I still struggle with the Tongan language, but there are times when I start to feel like I am getting it. Last Friday night, my friend and next door neighbor James and I were walking through town and a Tongan started walking with us. He told us he was going to drink Kava, but had stopped by the store to get some food so he doesn't get sick. We told him we were going to Mermaids, a local restaurant and bar. He commented on how nice the weather was, because it was breezy and I replied it was better than the very hot weather last week. The conversation was nothing special, but it was entirely in Tongan. No English spoken and I understood all of it and he seemed to as well.

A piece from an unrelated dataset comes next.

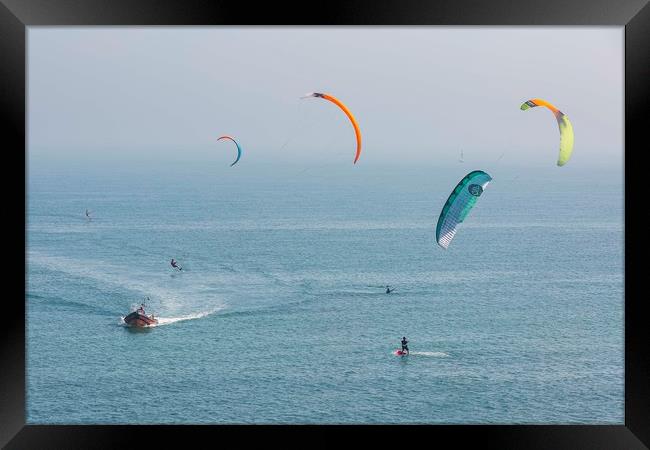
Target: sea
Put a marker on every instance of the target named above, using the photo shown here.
(280, 313)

We also used phrases that James and I both knew, like "Where are you going" and "The breeze is nice".

At work, the Tongan is more of a challenge because it is involves complex thoughts and sentences. I'm taking language classes three days a week, but I doubt I will ever get to the point where I can fluently carry on a conversation.

Being a volunteer is certainly not all work and I've had some great times during my first six months. The weekend I spend in 'Eua, the sailing trip and dive into Mariner's Cave and celebrating Christmas with my first home stay family are certainly highlights.

However, I think the best thing about my first six months has been getting to know the other volunteers, both those who are in my group and those who were in the earlier group. There are some really dedicated and amazing people here. I'm proud to be associated with them.

***Other News***

I will be doing my first workshop here in Vava'u next Wednesday. I've spent most of the past week getting stuff ready for it. We are inviting 30 people to attend and will be teaching business concepts.

***Notes***

My online photo album is getting quite large so I'm going to move some of the older photos into new albums. Not sure how long this process will take with the slow Internet connections we have here. I hope to move all the photos from my training into one album and then move all the photos from my time as a volunteer in Nuku'alofa into another folder. That will leave just the photos I've taken since arriving in Vava'u in the current folder. However, I will put up links on the main page to all three.